Ad esempio, seguendo l’interpretazione della Suprema Corte, nel caso in cui un soggetto commercializzi una partita di mele (all’ interno delle quali è stato iniettato un potente acido), esponendole in un banco frigo, alla corretta temperatura e, quindi, nel rispetto di tutte le regole igienico sanitarie vigenti, lo stesso non sarà perseguibile per il reato di cui all’ art. 5 lett. b) Legge 30.04.1962 n.283.

E ciò proprio in quanto la norma incriminatrice de quo, come chiarito, non mira a punire condotte di commercializzazione illecita di beni potenzialmente nocivi.


3. L'elemento soggettivo

Per ciò che concerne, viceversa, l'elemento soggettivo del reato in esame, va evidenziato che lo stesso, come previsto dall' art. 42 c.p., può essere rappresentato sia dal dolo generico che dalla colpa.

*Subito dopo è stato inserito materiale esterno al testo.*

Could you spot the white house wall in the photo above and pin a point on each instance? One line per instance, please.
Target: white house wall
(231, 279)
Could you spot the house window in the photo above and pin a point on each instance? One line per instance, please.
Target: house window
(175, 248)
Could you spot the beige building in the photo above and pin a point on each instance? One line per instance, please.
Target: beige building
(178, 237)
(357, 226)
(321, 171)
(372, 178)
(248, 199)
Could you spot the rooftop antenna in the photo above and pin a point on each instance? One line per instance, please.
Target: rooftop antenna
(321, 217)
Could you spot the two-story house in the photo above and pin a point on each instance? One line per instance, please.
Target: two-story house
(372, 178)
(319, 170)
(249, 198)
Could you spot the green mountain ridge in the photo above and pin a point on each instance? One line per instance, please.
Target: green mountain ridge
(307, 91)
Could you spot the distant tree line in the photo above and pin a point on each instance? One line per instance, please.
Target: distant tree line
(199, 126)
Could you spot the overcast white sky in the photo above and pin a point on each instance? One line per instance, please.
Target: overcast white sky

Pertanto, al fine di ritenere configurato il reato contravvenzionale previsto dall' art. 5 lett. b) Legge 30.04.1962 n.283, il soggetto agente, alternativamente, deve:

  • in un caso, rappresentarsi e volere la situazione di pericolo che la norma mira a scongiurare, e quindi, lo stesso deve “essere a conoscenza” del fatto che il bene di consumo si trovi in un “cattivo stato” di conservazione e procedere, nonostante ciò, alla sua commercializzazione (dolo);

  • nell’ altro, aver commercializzato il bene alimentare, in cattivo stato di conservazione, violando una regola di prudenza, perizia o con negligenza (colpa).

Il reato in argomento, quindi, mira a punire tutte quelle condotte (vendita, commercializzazione di beni in cattivo stato di conservazione) volontarie e consapevoli, oppure colpose, poste in essere soggetto attivo che possano, anche solo potenzialmente, ledere il bene giuridico tutelato dalla norma (che si ripete non è rappresentato dalla genuinità dei prodotti di consumo commercializzati).

E ciò in quanto, la natura contravvenzionale del reato di cui all’ art. 5 lett. b) Legge 30.04.1962 n.283, non esime certo il Giudice da una valutazione della esistenza del nesso di attribuzione psicologica in capo all'agente, indagine questa che qualora assente comporterebbe l’ingresso nel processo di una tipologia di responsabilità, ovvero quella oggettiva, incompatibile con il nostro sistema penale.